Molto interessanti sono anche gli schizzi tratti in Istria, dove Sorte venne inviato dai provveditori sopra i beni inculti196. Non sappiamo lo scopo di tale soggiorno, ma è molto probabile che provveditori volessero conoscere meglio quella pare del Dominio. Il Nostro visitò certamente Parenzo e Pola, e di quest’ultima trasse in schizzo i monumenti romani, sui quali nel Rinascimento si alimentava il gusto per l’antico (figg. 30-32). Pur non essendo riportate le scale di rappresentazione, desumiamo che esse fossero molto grandi; come degli zoom su aree molto circoscritte. Possiamo, perciò, ritenere questi disegni come delle topografie, dotate di misure in pertiche, come si usava allora.

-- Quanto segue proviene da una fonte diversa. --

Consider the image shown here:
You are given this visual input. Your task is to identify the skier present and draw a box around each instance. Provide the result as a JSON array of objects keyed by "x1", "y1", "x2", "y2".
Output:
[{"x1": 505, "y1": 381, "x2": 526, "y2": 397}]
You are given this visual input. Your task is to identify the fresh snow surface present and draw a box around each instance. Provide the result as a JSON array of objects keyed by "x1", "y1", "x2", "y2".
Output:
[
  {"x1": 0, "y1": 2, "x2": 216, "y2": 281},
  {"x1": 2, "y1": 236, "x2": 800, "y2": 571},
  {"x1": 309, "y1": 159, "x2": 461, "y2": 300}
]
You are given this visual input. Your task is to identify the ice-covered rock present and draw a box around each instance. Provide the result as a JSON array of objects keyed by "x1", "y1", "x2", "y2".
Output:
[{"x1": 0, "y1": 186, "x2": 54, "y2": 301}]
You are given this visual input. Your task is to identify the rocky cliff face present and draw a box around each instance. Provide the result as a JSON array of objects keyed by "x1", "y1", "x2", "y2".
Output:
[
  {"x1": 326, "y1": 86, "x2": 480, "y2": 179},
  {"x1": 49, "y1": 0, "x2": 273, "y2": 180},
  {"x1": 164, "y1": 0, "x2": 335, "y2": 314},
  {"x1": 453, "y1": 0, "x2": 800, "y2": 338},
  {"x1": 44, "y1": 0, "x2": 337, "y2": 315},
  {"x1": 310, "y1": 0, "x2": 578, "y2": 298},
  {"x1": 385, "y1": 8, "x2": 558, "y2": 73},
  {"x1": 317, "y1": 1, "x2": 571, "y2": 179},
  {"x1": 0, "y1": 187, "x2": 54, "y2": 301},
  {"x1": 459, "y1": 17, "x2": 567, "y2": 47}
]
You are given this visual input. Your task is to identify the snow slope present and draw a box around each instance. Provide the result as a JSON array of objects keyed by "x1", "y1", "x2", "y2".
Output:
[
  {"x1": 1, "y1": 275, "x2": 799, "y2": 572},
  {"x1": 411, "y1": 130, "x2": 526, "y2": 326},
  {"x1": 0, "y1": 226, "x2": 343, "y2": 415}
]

Infine, ci sono alcuni disegni di paesaggi (figg. 33-34), molto suggestivi, in cui troviamo ulteriore conferma che l’abilità pittorica non era venuta meno. Un po’ incongruente con le capacità di disegno di Sorte sembra il piccolo disegno di un castello turrito, che reca vicino degli abbozzi di casine (fig. 35). Forse un schizzo disimpegnato, oppure realizzato mentre si trovava su una posizione malferma.

Ciò che emerge più vistosamente dai documenti sono i nomi dei richiedenti. A una prima lettura sembrerebbe una lista di nomi scelti a caso, impressione dovuta anche alla non consequenzialità cronologica con cui i documenti sono rilegati. A una lettura più attenta e ragionata, però, iniziano a configurarsi ripetizioni dello stesso cognome, parentele di vario livello e, a volte, rivalità di vicinato.